Découvrir n'est pas connaître

Et il était enfin arrivé après avoir emprunté des chemins inconnus aussi tortueux et broussailleux que les cheveux dressés sur sa tête.

Coiffeur à Cuba

Un vieux monsieur lui avait indiqué un itinéraire, en l’écoutant, il avait su apprendre la patience, il ne pouvait abréger les palabres de cet être sans âge tant son flot de paroles ne connaissait aucun répit. Libéré, ivre d’indications dont il ne se souvenait plus, il entreprit de pénétrer dans un quartier animé dans lequel les enfants zébraient l’atmosphère de leurs rires insouciants. La fin d’après-midi révélait ses secrets, les hommes repartaient retrouver des amis, à tout le moins, ils l’affirmaient à leur conjointe. Comme lui, ils s’égaraient au coin de quelques ruelles accueillantes. A gauche, puis à droite, il croyait se diriger vers un réconfort certain, il souhaitait que l’on prenne soin de lui, il ponctuait ainsi une semaine harassante.

Il n’ignorait pas cependant que les petites échoppes ne fermeraient pas tard car l’exode des jeunes vidait la ville, le pays, de ses enfants, de ceux pour lesquels, l’être demeurait supérieur à l’avoir.

Affronter de nouvelles explications en apostrophant un badaud en déshérence, il ne le souhaitait pas. Il comptait sur sa chance, non qu’il en eût mais parfois l’absence de courage le poussait dans un hasard bienveillant.

Perdu, il renonça à sa quête d’un bien-être mérité. Il aurait aimé pourtant adoucir les stigmates physiques d’une chaîne de montage, sombre, quotidienne, répétitive, épuisante. Depuis une semaine, il avait atterri là pour un nouveau départ, il n’avait connu quelle, déjà leur relation s’apparentait à un couple usé par le temps.
Que tenter ? Revenir sur des pas déjà oubliés, il ne pouvait renoncer, il n’osait cependant plus avancer.
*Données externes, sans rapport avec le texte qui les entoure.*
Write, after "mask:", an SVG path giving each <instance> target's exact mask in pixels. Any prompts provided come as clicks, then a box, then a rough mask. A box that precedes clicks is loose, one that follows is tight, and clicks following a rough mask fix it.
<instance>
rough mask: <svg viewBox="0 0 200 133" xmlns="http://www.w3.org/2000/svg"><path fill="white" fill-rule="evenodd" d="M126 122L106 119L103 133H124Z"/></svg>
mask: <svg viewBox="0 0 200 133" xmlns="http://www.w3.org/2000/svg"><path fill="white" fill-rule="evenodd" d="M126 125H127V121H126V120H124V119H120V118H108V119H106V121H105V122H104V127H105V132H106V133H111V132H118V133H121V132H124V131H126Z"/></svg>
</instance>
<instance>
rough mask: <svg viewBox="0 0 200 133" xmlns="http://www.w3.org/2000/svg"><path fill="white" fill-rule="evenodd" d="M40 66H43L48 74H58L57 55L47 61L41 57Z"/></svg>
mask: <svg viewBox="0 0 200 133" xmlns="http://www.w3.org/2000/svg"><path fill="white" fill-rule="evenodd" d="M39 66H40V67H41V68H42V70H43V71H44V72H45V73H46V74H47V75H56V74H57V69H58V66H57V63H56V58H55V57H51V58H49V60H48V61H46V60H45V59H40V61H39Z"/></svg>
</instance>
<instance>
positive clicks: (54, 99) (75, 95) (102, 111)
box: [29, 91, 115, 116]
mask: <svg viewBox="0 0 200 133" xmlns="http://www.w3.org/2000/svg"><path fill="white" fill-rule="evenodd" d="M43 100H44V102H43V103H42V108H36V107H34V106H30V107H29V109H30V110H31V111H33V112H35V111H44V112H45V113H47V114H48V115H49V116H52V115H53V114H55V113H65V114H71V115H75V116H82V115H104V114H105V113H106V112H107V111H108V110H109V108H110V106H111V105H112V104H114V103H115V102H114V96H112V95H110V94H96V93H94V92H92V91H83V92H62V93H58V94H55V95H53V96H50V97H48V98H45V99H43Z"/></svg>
Pile ou face, l’idée semblait simple mais efficace. La pièce virevolta et tomba sans fracas sur le trottoir. La face l’enjoignait à poursuivre son errance au milieu de ce quartier sans vie, sans âme. Il aborda de nouveau un passant qui comprit en le voyant ce qu’il cherchait. Paraissait-il donc si hirsute ? En esquissant un léger sourire, ce voisin d’infortune, leva la main et pointa non loin, une lumière à peine visible mais distincte.

« Tu trouveras là ce que tu cherches ». Oh oui, il sentait sa joie monter à chaque pas, il allait bientôt s’asseoir, fermer ses yeux lourds puis attendre sans bouger des minutes durant. Conscient d’une tache salvatrice à accomplir pour délivrer cet homme fatigué, le coiffeur l’accueillit avec grâce. Son salon témoignait de la simplicité de l’homme, seule la satisfaction du client comptait. Sans attendre, il s’installa, cligna des yeux. Ses paupières se fermèrent immédiatement livrant tout son être, particulièrement sa chevelure aux doigts graciles d’un homme attentionné. Assoupi, il ne savait plus, il s’abandonnait malgré une chaleur moite entretenue par des néons à la couleur sans éclat.

L’ouvrage presque achevé, il se réveilla tel un roi assis sur un trône d’opérette, il prit du temps pour revenir à lui-même sous l’œil espiègle de cet artisan qui agitait avec aisance peigne et ciseaux. Son but atteint, habité par la paix, il avait oublié les assauts de sa vie tumultueuse, il se sentait enfin lui-même.